What the Constitution requires
The Constitution does not explicitly command the Supreme Court to publish detailed opinions in every case. Article III creates the judicial power and leaves much of the Court’s internal process to statute, tradition, and the justices themselves.
That means the accountability question is mostly a self-governance question. The Court can choose to treat emergency orders as exceptional. Or it can quietly normalize them.
If the Court wants trust, it has tools that do not require a constitutional amendment and do not require Congress to micromanage judicial deliberation.
Three reforms
1) Explain more
The Court does not need a 60-page opinion for every emergency order. But when an order effectively decides a major legal question, the public deserves more than a result. A short explanation, tied to recognizable legal standards, is the minimum payment for maximum power. And when the Court offers no accompanying written opinion at all, it should not be surprised when people go looking for answers in leaked paper.
2) Make the process clear
If the justices are relying on emergency procedures that bypass full briefing and argument, the Court should be candid about what that means. It should say: this is provisional, this is limited, this is not a final merits ruling. If it is not provisional, then treat it like the merits, with reasoning to match.

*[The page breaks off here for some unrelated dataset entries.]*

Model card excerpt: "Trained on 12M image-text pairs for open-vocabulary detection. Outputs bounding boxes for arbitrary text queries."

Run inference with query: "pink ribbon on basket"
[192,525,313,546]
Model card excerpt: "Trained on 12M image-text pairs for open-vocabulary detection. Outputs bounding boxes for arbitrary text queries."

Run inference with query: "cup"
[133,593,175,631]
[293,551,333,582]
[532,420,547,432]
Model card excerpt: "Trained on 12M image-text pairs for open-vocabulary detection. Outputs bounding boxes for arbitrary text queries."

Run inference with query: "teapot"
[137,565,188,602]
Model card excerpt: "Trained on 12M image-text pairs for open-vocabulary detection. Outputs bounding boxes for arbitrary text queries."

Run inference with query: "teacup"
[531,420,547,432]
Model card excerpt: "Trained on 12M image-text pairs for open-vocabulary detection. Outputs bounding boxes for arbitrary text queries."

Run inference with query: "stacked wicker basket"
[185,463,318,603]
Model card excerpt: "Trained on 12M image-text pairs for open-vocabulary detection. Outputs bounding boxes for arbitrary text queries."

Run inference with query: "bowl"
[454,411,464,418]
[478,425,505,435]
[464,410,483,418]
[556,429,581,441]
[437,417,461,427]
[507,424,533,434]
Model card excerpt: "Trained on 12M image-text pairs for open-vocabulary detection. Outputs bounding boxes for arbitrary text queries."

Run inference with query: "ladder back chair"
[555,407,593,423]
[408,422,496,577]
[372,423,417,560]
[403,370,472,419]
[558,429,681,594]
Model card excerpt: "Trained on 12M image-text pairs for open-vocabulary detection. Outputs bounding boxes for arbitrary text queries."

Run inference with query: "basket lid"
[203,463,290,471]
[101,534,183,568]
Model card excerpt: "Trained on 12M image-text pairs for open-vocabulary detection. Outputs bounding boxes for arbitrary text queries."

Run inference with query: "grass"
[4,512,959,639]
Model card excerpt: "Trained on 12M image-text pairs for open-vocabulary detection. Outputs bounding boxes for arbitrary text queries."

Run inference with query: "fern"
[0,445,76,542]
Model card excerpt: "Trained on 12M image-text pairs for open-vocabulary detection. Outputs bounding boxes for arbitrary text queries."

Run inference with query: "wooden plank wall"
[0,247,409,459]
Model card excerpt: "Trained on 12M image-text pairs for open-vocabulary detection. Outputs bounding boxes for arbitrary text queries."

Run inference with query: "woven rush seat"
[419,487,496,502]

3) Reduce the incentive to leak
Leaks happen when internal documents become the only way for outsiders to understand what is going on. The more the Court explains itself publicly, the less oxygen there is for private memos to become the real story.
Retirement rumors
Even without leaks, the modern Court lives under a political microscope. Every retirement rumor triggers a partisan countdown clock because vacancies are now treated like electoral prizes.
This week brought a rare dose of clarity. Sources close to Justice Samuel Alito reportedly confirm that he is not planning to retire this year. Sources close to Justice Clarence Thomas reportedly say he also does not plan to step down.
That matters because retirements are not just about age or personal plans anymore. They are about timing, the Senate, and whether a president’s nominee has any realistic path to confirmation.
If either Alito or Thomas were to retire this year, a Trump-picked successor would almost certainly sail through the confirmation process in a Republican-controlled Senate. But if Democrats manage to take control of the Senate in this year’s midterm elections, any future Supreme Court nominee from Trump would stand about zero chance of ever getting confirmed. That is the political logic sitting behind the retirement rumor mill, and it is why a simple “not this year” reshapes the chessboard.
In this climate, any story about internal workings, including leaked memos, lands in a public already primed to suspect strategic behavior. That makes the Court’s institutional choices matter even more. When the public assumes every move has a political motive, secrecy does not protect the Court. It indicts it.
The bottom line
The Supreme Court is allowed to be independent. It is not allowed to be unknowable.
If the country comes to believe that the most important decisions are made through emergency procedure, and the only honest window into the Court’s reasoning is a leak, then the Court’s greatest strength becomes its greatest vulnerability. Not because the justices lack power, but because power without explanation does not look like law. It looks like will.